To: sukhoi-30mki
Been racking my swiss cheese memory for what the drawback to canards is on fighter aircraft. I know the Russians have introduced them in the newest Su-27 descendents, but they are very rare other than the Typhoon.
Seems they have some drawback that counters their advantages, but it escapes me. They look like they could open up a lot of options to control airflow over the wings in extreme angle of attack flight where a stall might occur otherwise.
To: doorgunner69
Been racking my swiss cheese memory for what the drawback to canards is on fighter aircraft. I know the Russians have introduced them in the newest Su-27 descendents, but they are very rare other than the Typhoon. and the Rafale and the JAS-39 Gripen, AND the Chengdu J-10 AND the Chengdu J-20 AND the Shenyang J-15. (to mention just the current ones)

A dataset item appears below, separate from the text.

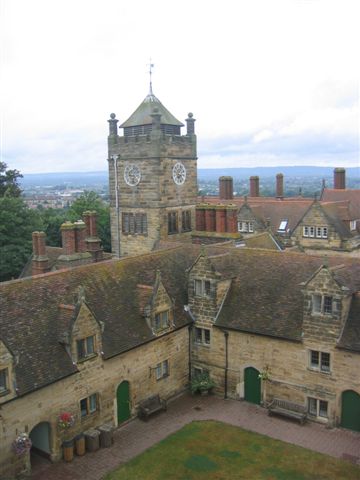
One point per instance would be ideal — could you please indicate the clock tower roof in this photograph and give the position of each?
(142, 115)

Drawback seen by US designers: NIH.
6 posted on
06/26/2014 12:05:41 AM PDT by
Oztrich Boy
(Wikipedia is wrong. who knew?)
To: doorgunner69
One issue is that the make the aircraft more unstable. Consider what happens when you let loose an arrow with the feathers in the front, not the back.
This is counteracted in modern fighters through computer controlled fly by wire that make massive numbers of control inputs/corrections every second.